Ted Hughes’ “The Jaguar” is a tribute to the majesty of the animal. The eminence of the jaguar is contrasted against the insignificance of other animals. The apes yawn at their humdrum existence. Their only point of adoration is aimed at the fleas that surround them. The parrots have to screech to invite attention to themselves, as though one gets the impression that they are on fire. These shrieks are particularly aimed at the stroller with nuts. The tiger and lion appear lethargic and overcome with lassitude. Through the mechanical routine of the animals’ life, the poet seems to make a statement on the current mechanized human condition where people relegate the true meaning of life to basic biological functions.
The Boa constrictor (Boa constrictor) is a large, heavy-bodied species of snake. Its color pattern is highly variable yet distinctive. It is one of its kind. Yet, its static nature gives the impression of it being a fossil, an archeological remnant. It appears as though it has no utility value. The animals though supposed to be a source of amusement in the zoo, fail to make their presence felt. Cage after cage appears to be empty as all the animals lie in indolence. The only evidence of their being alive seems to be the stink emanating from the cages. The picture of the animals in sluggishness appear as static as a painting on a nursery wall.
People, however, do not hold any fascination for these sort of animals. They just rush past these animals like the rest. The cage that holds the onlookers spell-bound is the cage of the Jaguar. The jaguar holds the crowd mesmerized as a child in a trance. The atmosphere in the cell seems to pale into darkness as compared to the fierce-gleam in the jaguar’s eye.

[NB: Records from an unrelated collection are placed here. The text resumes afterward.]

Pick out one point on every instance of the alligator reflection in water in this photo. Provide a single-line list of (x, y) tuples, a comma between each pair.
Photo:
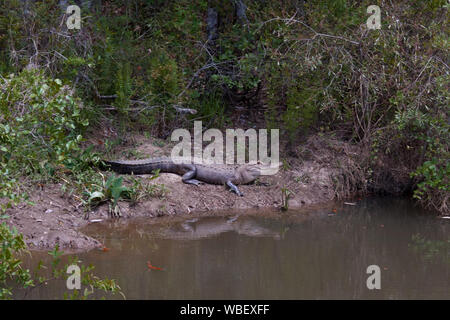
[(291, 256), (195, 229)]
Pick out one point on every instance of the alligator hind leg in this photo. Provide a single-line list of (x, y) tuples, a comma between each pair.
[(189, 176), (234, 188), (193, 181)]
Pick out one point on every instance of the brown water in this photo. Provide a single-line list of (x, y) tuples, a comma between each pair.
[(292, 256)]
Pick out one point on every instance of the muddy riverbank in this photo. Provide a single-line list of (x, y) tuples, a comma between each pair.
[(55, 218)]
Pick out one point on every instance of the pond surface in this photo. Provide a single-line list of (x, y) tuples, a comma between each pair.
[(320, 255)]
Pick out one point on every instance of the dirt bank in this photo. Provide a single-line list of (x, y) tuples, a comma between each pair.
[(311, 179)]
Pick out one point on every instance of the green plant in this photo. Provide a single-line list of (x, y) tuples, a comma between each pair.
[(12, 245)]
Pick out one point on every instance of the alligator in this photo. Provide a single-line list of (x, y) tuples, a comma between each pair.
[(192, 173)]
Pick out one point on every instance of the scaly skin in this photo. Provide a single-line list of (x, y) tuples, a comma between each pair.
[(191, 173)]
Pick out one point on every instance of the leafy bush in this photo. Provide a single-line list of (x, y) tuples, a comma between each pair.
[(14, 277), (40, 129)]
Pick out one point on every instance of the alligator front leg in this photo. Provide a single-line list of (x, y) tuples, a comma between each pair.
[(234, 188), (188, 177)]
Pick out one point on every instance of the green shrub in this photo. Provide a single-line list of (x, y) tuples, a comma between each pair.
[(40, 129)]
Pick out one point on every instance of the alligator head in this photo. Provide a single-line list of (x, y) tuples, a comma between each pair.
[(248, 173)]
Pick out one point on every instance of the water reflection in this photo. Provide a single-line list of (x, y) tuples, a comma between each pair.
[(288, 257)]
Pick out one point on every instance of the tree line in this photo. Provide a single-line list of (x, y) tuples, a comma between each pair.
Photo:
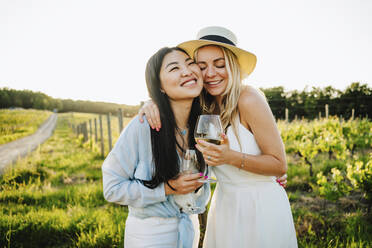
[(305, 103), (10, 98), (309, 102)]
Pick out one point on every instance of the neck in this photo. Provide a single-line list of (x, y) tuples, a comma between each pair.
[(218, 99), (181, 111)]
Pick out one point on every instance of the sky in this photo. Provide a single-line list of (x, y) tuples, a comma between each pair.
[(97, 49)]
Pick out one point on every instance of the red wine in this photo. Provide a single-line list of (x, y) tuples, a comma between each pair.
[(210, 140)]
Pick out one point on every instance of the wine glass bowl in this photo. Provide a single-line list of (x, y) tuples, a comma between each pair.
[(209, 128)]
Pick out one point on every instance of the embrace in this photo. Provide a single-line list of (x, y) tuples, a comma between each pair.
[(146, 169)]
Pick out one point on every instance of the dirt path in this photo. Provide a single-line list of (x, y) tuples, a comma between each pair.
[(10, 152)]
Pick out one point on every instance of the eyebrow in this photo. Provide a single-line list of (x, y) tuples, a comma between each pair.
[(171, 63), (214, 61), (175, 63)]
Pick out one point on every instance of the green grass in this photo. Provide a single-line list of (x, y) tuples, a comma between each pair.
[(53, 198), (15, 124)]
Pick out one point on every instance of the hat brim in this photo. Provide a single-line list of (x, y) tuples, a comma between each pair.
[(247, 60)]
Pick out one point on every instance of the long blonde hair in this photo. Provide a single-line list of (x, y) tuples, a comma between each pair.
[(230, 97)]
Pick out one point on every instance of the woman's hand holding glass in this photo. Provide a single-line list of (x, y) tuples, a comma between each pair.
[(215, 154)]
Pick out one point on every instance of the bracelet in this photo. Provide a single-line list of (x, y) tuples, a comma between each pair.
[(243, 160)]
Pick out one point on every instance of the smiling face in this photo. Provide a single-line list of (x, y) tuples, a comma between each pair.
[(180, 76), (212, 63)]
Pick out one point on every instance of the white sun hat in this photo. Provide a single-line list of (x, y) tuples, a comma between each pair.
[(222, 37)]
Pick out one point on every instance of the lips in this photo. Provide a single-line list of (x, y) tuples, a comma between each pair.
[(213, 83), (189, 82)]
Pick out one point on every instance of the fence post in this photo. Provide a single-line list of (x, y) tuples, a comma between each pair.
[(78, 130), (286, 114), (120, 117), (90, 129), (85, 131), (95, 129), (101, 132), (109, 131)]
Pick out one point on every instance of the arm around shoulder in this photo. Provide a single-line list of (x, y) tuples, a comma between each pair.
[(256, 115), (118, 170)]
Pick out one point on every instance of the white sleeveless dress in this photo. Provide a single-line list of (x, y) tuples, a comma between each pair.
[(247, 209)]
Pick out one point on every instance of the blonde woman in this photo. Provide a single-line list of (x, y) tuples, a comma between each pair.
[(248, 208)]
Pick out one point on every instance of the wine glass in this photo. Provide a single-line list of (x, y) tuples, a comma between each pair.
[(209, 128), (187, 202)]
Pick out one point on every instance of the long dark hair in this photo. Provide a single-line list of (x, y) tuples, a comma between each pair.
[(164, 142)]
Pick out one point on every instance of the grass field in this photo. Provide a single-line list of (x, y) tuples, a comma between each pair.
[(18, 123), (53, 198)]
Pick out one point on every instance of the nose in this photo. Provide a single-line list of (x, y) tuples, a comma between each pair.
[(186, 71), (210, 72)]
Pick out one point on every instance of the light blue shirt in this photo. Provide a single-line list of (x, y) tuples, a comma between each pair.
[(131, 159)]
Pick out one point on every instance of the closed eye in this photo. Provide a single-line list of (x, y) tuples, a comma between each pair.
[(174, 68)]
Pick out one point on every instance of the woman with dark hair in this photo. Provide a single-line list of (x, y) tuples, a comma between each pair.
[(248, 207), (143, 169)]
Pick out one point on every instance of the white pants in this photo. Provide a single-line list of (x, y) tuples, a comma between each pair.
[(156, 232)]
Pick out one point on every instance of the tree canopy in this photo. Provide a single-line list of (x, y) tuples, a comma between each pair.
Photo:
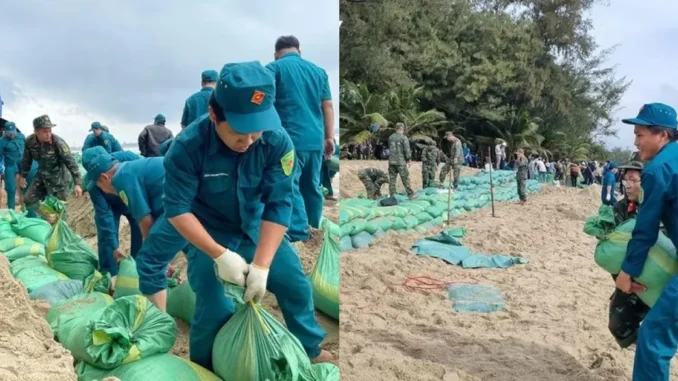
[(527, 72)]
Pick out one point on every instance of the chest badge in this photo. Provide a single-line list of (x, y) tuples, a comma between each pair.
[(287, 163), (123, 197)]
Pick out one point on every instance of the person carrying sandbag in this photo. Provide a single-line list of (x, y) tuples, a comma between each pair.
[(627, 311), (108, 208), (228, 189), (139, 184), (656, 134)]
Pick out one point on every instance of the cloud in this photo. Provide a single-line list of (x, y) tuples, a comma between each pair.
[(123, 62), (645, 32)]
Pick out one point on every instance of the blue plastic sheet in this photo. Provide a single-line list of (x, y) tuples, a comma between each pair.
[(447, 246), (467, 298)]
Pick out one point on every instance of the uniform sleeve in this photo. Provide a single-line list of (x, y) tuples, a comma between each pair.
[(68, 160), (646, 231), (326, 93), (184, 115), (89, 142), (26, 163), (115, 144), (103, 218), (142, 141), (133, 190), (276, 187), (181, 180)]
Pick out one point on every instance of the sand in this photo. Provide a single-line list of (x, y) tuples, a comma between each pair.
[(554, 326), (27, 350)]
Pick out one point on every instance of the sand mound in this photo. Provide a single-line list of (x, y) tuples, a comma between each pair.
[(554, 326), (27, 349)]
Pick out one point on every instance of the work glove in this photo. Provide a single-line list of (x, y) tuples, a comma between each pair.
[(231, 268), (256, 284)]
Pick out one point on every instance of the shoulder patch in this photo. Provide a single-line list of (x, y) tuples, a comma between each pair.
[(123, 197), (287, 163)]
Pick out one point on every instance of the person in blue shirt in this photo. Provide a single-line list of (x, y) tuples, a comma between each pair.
[(304, 103), (108, 208), (196, 104), (101, 137), (139, 184), (11, 150), (656, 135), (609, 185), (228, 190)]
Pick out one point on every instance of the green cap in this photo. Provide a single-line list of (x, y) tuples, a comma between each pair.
[(246, 93), (210, 76), (42, 121), (96, 161)]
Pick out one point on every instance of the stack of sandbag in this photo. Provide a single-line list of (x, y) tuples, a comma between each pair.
[(254, 346), (325, 275), (661, 264), (107, 335)]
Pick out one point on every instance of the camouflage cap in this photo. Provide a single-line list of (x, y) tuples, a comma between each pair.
[(42, 121)]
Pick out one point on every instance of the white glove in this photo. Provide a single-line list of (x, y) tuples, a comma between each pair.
[(231, 268), (256, 284)]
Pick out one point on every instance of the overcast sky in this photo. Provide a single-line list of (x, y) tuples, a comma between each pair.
[(122, 62), (647, 54)]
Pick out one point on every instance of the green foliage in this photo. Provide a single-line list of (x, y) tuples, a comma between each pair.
[(527, 72)]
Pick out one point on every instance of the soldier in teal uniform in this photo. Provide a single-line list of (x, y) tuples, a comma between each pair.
[(304, 103), (139, 184), (108, 208), (11, 150), (100, 136), (196, 104), (228, 190)]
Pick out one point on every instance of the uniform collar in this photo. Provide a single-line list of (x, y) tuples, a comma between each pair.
[(215, 143)]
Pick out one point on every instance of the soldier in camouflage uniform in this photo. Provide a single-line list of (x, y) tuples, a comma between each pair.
[(454, 160), (373, 179), (57, 169), (521, 175), (430, 157), (399, 161)]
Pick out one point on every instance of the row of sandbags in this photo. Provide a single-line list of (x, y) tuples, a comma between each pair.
[(363, 220), (127, 337)]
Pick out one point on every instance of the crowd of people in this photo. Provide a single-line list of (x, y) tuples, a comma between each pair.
[(233, 190)]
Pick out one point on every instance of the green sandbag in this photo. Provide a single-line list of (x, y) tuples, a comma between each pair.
[(57, 291), (24, 250), (181, 302), (157, 367), (75, 308), (254, 346), (325, 277), (34, 272), (128, 330), (7, 244), (36, 229), (660, 266), (127, 281)]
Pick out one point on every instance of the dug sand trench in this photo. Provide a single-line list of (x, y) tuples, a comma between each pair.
[(554, 326)]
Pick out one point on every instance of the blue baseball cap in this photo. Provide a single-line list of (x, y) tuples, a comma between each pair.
[(96, 161), (655, 115), (246, 93), (210, 76), (10, 127)]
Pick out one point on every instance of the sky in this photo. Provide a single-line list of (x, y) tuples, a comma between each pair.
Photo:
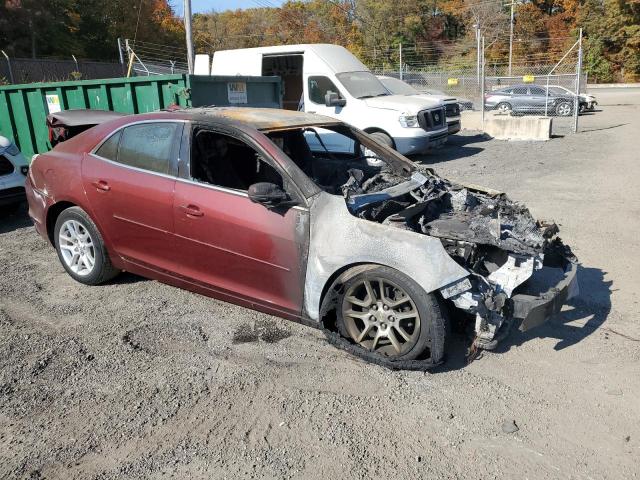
[(203, 6)]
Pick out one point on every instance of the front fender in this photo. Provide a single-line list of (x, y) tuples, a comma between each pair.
[(338, 238)]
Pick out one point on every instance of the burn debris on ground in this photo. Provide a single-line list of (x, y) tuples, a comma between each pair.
[(496, 239)]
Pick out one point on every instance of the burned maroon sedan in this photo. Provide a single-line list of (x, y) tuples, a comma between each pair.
[(303, 217)]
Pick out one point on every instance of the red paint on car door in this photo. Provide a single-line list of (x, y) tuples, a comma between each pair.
[(241, 248), (135, 212), (129, 183)]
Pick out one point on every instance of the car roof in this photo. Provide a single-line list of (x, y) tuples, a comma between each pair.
[(265, 119), (81, 117)]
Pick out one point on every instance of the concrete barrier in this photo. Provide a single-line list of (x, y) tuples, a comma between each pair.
[(507, 127)]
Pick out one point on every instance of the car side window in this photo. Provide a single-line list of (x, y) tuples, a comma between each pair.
[(148, 146), (225, 161), (109, 149), (318, 88)]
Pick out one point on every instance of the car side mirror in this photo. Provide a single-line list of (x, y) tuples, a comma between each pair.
[(332, 99), (269, 194)]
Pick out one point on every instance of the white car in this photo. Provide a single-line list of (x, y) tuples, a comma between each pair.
[(452, 107), (13, 172), (585, 98)]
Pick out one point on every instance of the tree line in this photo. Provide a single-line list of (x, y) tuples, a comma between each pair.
[(432, 32)]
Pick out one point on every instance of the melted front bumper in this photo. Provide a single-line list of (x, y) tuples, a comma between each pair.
[(534, 310)]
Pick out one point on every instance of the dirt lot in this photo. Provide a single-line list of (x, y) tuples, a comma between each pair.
[(136, 379)]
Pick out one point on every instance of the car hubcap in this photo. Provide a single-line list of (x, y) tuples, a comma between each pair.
[(381, 317), (76, 247)]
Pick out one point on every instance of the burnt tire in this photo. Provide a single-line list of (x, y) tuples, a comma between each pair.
[(85, 245), (420, 336)]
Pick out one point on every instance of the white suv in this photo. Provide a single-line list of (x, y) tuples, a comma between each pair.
[(13, 171)]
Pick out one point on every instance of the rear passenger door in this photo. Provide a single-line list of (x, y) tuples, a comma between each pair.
[(538, 98), (129, 181)]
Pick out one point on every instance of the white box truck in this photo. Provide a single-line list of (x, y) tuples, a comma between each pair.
[(328, 80)]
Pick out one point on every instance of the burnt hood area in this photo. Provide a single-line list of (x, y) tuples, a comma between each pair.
[(477, 227)]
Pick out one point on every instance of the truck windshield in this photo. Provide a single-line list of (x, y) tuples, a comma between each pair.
[(362, 84), (397, 86)]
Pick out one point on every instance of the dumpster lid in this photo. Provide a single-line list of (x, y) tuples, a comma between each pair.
[(76, 118)]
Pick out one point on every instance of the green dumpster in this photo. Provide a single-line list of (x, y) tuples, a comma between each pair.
[(23, 108)]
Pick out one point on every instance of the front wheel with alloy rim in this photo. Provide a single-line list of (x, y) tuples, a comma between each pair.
[(81, 249), (563, 109), (388, 314)]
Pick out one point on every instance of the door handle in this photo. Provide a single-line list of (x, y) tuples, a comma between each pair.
[(192, 210), (101, 185)]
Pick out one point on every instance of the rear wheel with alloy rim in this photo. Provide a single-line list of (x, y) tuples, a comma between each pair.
[(81, 249), (388, 314), (504, 107)]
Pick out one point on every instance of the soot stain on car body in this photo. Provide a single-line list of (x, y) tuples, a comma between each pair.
[(267, 331)]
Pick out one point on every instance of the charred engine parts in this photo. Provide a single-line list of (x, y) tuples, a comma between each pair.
[(497, 240)]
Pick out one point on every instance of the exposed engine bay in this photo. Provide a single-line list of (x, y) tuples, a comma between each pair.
[(518, 266), (496, 239)]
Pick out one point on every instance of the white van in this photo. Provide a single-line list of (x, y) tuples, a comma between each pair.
[(328, 80), (452, 108)]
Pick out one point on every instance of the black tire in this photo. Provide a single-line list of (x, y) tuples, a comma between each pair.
[(561, 109), (430, 339), (102, 270), (504, 107), (383, 138)]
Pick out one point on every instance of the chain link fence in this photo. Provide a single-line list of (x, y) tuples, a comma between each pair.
[(536, 84), (30, 70)]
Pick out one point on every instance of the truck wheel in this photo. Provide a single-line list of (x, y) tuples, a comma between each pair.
[(11, 208), (383, 138), (81, 249), (388, 314), (503, 107)]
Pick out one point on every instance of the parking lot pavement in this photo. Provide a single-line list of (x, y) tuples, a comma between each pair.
[(136, 379)]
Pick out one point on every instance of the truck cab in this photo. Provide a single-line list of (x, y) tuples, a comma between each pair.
[(328, 80)]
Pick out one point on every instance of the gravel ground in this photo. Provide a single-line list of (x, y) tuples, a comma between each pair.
[(136, 379)]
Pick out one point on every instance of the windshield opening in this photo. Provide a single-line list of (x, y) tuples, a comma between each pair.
[(398, 87), (332, 156), (362, 84)]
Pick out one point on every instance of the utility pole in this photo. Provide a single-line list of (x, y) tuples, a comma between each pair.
[(187, 31), (477, 25), (482, 87), (513, 2), (576, 104), (8, 66)]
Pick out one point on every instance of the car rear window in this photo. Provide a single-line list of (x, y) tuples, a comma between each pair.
[(148, 146), (6, 167), (109, 149)]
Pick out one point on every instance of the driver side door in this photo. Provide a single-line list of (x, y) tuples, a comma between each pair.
[(235, 249)]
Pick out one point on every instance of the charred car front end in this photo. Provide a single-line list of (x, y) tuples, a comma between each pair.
[(518, 268)]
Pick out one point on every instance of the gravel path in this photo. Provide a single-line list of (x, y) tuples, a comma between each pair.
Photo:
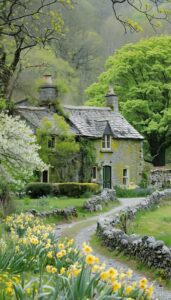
[(84, 235)]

This temporary darkening of his cell is not owing to boredom on part of the onlooker. People prefer to be blinded by the splendor of this fire. The wildness in the tiger’s blood is ‘bang on’ to the human brain. The grandiose roar falls on deaf ears. As he traverses distances within the cage, there are no bars for him, for nothing can imprison his magnificent spirit. The jaguar is beyond cages and taming. It is just as the imprisoning of a visionary cannot incarcerate his profound thoughts, or freedom of expression. His instinctive attitude and wildness of spirit is implicit in each stride of his. The world is encompassed in the stride of his paw as he enamors humanity with his innate elegance. He does not have to look outside the cage to look beyond the horizon. Rather, the cage floor traces horizons over it, owing to the immense presence of the jaguar.